If he had been teetering between good and evil, well, he wasn't anymore.

"Yeah, Cat, what do you think?" Tommy said. His voice chilled me with its river stone smoothness. He leaned closer. "And don't worry. I won't tell."

"Won't tell what?" Patrick said.

I swayed, and in a flash, Patrick closed ranks, placing his hands firmly on my shoulders. He dropped his everything's cool posture.

"Cat, what's Tommy talking about?" he said.

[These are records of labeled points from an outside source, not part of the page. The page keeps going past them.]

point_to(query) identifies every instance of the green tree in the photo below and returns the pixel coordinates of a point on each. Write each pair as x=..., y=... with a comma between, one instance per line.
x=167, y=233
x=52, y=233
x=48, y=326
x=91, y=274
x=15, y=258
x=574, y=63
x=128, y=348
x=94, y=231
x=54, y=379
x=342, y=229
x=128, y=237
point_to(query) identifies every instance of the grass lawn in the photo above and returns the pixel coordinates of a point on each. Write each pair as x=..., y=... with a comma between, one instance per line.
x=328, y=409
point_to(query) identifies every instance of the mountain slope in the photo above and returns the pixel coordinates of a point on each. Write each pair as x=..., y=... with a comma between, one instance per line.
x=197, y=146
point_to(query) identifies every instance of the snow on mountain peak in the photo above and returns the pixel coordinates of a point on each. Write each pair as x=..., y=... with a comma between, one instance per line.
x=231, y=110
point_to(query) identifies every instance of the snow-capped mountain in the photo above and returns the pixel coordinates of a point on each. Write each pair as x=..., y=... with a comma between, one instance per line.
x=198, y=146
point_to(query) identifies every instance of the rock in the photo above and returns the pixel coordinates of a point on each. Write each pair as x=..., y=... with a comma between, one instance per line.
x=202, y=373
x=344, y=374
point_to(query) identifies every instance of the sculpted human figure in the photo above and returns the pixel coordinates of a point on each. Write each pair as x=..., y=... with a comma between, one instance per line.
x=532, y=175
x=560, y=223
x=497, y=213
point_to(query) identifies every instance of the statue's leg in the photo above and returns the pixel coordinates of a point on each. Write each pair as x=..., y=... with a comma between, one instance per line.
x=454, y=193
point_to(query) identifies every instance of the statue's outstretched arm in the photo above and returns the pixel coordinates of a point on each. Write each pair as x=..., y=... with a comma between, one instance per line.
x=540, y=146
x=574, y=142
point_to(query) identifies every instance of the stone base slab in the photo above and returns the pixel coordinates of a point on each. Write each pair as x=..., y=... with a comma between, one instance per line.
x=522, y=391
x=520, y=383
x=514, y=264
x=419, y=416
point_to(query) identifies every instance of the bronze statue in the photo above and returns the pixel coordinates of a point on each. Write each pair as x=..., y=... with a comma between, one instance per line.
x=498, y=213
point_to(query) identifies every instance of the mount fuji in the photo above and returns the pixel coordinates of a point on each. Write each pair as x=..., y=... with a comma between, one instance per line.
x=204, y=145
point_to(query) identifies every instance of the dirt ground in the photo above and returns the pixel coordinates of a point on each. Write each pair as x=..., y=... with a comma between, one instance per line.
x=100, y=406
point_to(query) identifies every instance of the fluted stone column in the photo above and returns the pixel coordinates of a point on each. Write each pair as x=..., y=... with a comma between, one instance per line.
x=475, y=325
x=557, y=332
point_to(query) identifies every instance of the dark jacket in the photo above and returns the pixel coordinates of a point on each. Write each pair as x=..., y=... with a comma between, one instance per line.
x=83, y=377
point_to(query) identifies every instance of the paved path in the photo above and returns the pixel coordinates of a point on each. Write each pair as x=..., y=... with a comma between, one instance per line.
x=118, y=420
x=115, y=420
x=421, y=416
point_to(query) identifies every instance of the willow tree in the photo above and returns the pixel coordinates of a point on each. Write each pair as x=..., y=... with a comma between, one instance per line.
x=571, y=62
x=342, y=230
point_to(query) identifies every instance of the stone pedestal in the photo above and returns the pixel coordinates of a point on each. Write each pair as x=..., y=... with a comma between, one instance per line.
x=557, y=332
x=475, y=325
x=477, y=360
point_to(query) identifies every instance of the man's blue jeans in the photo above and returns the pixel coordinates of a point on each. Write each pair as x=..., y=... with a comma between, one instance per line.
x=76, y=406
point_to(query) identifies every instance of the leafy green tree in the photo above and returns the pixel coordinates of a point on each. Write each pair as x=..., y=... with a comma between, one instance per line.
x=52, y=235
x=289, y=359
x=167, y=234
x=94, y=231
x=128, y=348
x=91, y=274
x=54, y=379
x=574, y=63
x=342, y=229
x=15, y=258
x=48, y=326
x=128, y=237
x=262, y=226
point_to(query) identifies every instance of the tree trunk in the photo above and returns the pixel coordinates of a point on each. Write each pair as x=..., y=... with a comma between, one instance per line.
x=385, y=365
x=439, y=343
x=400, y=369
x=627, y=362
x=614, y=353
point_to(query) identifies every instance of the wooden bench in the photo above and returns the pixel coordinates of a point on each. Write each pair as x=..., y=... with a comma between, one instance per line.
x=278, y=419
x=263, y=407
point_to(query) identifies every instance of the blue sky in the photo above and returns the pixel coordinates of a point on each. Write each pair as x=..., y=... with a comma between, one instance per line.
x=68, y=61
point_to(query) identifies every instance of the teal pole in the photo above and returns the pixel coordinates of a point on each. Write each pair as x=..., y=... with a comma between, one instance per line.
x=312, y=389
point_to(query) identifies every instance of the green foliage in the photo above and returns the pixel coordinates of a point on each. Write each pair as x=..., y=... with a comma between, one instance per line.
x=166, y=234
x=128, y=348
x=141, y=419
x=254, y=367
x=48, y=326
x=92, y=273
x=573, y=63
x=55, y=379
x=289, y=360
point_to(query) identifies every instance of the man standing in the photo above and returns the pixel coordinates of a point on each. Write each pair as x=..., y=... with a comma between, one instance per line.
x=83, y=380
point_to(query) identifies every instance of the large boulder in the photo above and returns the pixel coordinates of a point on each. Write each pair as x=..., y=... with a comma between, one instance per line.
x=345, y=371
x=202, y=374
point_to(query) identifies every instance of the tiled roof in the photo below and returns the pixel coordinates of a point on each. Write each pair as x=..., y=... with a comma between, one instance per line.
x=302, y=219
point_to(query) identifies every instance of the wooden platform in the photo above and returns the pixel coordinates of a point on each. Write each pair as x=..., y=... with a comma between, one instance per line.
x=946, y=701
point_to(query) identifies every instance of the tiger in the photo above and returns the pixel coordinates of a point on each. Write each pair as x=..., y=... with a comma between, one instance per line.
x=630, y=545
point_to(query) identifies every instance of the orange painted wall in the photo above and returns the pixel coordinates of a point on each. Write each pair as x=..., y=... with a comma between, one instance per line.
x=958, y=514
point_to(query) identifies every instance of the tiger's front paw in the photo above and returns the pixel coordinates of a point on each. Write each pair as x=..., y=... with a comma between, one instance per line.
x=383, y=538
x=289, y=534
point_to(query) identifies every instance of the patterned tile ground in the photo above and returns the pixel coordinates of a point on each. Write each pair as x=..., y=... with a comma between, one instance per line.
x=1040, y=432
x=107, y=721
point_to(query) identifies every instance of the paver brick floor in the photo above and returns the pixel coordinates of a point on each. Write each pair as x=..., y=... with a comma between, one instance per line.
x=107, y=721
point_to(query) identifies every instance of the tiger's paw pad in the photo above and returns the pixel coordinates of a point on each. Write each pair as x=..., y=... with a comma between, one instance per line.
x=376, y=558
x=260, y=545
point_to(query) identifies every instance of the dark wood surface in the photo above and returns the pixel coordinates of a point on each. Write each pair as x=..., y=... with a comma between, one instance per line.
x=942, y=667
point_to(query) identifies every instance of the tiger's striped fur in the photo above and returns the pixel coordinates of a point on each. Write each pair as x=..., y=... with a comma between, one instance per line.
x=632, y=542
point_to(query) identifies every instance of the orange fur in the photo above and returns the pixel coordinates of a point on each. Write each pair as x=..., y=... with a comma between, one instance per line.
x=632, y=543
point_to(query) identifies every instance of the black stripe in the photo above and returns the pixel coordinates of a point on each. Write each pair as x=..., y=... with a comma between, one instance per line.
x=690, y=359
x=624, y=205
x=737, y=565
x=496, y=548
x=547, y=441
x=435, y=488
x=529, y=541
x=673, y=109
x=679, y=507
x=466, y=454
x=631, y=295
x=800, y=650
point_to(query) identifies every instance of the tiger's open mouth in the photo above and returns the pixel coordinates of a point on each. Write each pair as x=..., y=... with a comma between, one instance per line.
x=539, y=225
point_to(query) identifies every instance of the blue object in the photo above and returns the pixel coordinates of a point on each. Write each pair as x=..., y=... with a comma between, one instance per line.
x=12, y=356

I gave the tiniest shake of my head.

Tommy chuckled. He sauntered back to his buddies, and when he reached them, he said something that made them laugh. Then he glanced back at Patrick and called, "That's all right, Candypants. You'll get your turn one day."

There was mud in my gut, thick and suffocating, and I pulled away from Patrick before he could ask any more questions.

All morning long, Tommy and his butt-faced football friends had fun with Patrick's new nickname. "Outta the way, Candypants," they said. And "Stay back, Candypants. My lollipop ain't yours to suck." And "Lose the fag pants, Candypants."

Whenever I was within spitting distance of the hilarity, I caught Tommy watching for my reaction. Maybe he expected me to laugh and worship his cleverness, or at least pretend to. But I couldn't. Fear did that to a person.

So Tommy raised the stakes. He was going to force a response from me no matter what, that was what I now thought. Tommy waited until I was at my locker, which was near the water fountain and the bathrooms, and then he and his friends escorted a protesting Patrick into the boys' room. Too many minutes later, Tommy and his goons emerged, hooting and triumphant. Patrick was no longer with them, but those pants were.

I never learned exactly what happened in the bathroom, but I knew it was awful. How could it not be, having three guys grunt and struggle as they pulled your pants off? But I never heard the details, because that was the day Patrick and me pretty much stopped being friends.

The candy-colored pants ended up in a Dumpster, way down. That I did know, because I was the one who put them there. In the hall, Tommy tossed Patrick's pants to me with a wink, and I panicked. I didn't push through the crowd and return them to Patrick, and I didn't seek out Beef or Christian, who would have done it for me. Instead, I turned from Patrick's pain. I fled.

Patrick hid half-naked in the boys' room for half an hour until a teacher got wind of it and rustled up a pair of gym shorts. He went home early, but he was back the next day. If he knew I'd thrown those pants away, he never said. In fact, he did his best to act as if everything was fine between us, even though it clearly wasn't.

Now Patrick was in a coma, and I was partly to blame, because by turning a blind eye in high school, I'd said, Go on and hurt him. I don't care. And by doing that, I'd opened the door to more hurt, because when a person did something wrong and got away with it, he tended to do it again. He upped the stakes. He pushed harder and further, until finally, if no one stopped him…

I felt sucker-punched. It wasn't God's fault Patrick had been treated worse than dirt, as I'd let myself believe. It was mine.